Den geringsten Nachwuchs verzeichnen westdeutsche Großstädte – Schlusslicht ist die bayerische Universitätsstadt Passau mit durchschnittlich 1,06 Kindern pro Frau. Kinderlos bleiben im Übrigen 22 Prozent der westdeutschen, aber nur 15 Prozent der ostdeutschen Frauen, was vermutlich auf die dort noch immer bessere Betreuungssituation zurückzuführen ist.

Mit der demografischen Entwicklung werden auf Ostdeutschland voraussichtlich größere Probleme zukommen als auf den Westen der Republik. Ende 2017 betrug die Zahl der Pflegebedürftigen in Deutschland 3,4 Millionen Menschen. In den „neuen“ Ländern entfielen gut 5000 Pflegebedürftige auf 100.000 Einwohner, in Bayern dagegen waren es nur 3000. Bis zum Jahr 2030 prognostiziert das Berlin-Institut für Bevölkerung und Entwicklung bundesweit insgesamt 4,1 Millionen Pflegebedürftige, wovon der Osten prozentual deutlich höher betroffen sein dürfte als der Westen.

Die Lebenserwartung in West und Ost hat sich dagegen fast angeglichen. Mädchen können sich, egal ob sie in den alten oder neuen Bundesländern geboren sind, auf durchschnittlich 83 Lebensjahre freuen, westdeutsche Jungen werden im Durchschnitt nur noch 1,3 Jahre älter als ihre ostdeutschen Geschlechtsgenossen.

Die Angleichung der Lebenserwartung ist vor allem darauf zurückzuführen, dass die Menschen im Osten der Republik heute gesünder leben als noch zu DDR-Zeiten, in denen der Alkohol- und Nikotin-Konsum stärker ausfiel als in der alten Bundesrepublik.
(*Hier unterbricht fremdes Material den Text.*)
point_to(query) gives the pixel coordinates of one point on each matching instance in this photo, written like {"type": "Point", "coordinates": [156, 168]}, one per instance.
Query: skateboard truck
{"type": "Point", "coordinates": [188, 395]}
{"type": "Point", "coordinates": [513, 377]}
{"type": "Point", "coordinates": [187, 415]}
Dennoch sind bei der kardiovaskulären Sterblichkeit weiterhin Differenzen zu beobachten: 2018 gingen im Osten 191 Todesfälle je 100.000 Einwohner auf das Konto von Herz-Kreislauf-Erkrankungen, im Westen nur 155.

Vorbild beim Infektionsschutz

Wenig überraschend finden sich einige der wichtigsten Risikofaktoren weiterhin häufiger in den „neuen“ Bundesländern: riskanter Alkoholkonsum bei Männern sowie Mangel an Bewegung, Bluthochdruck, Adipositas und Diabetes bei beiden Geschlechtern. Eine Vorbildfunktion haben die Ostdeutschen dagegen in puncto Infektionsschutz, was wohl auf die Impfpflicht in der ehemaligen DDR zurückzuführen ist. Noch heute befürworten 85 Prozent der Ostdeutschen Impfungen, im Westen sind es nur 75 Prozent der Bürger.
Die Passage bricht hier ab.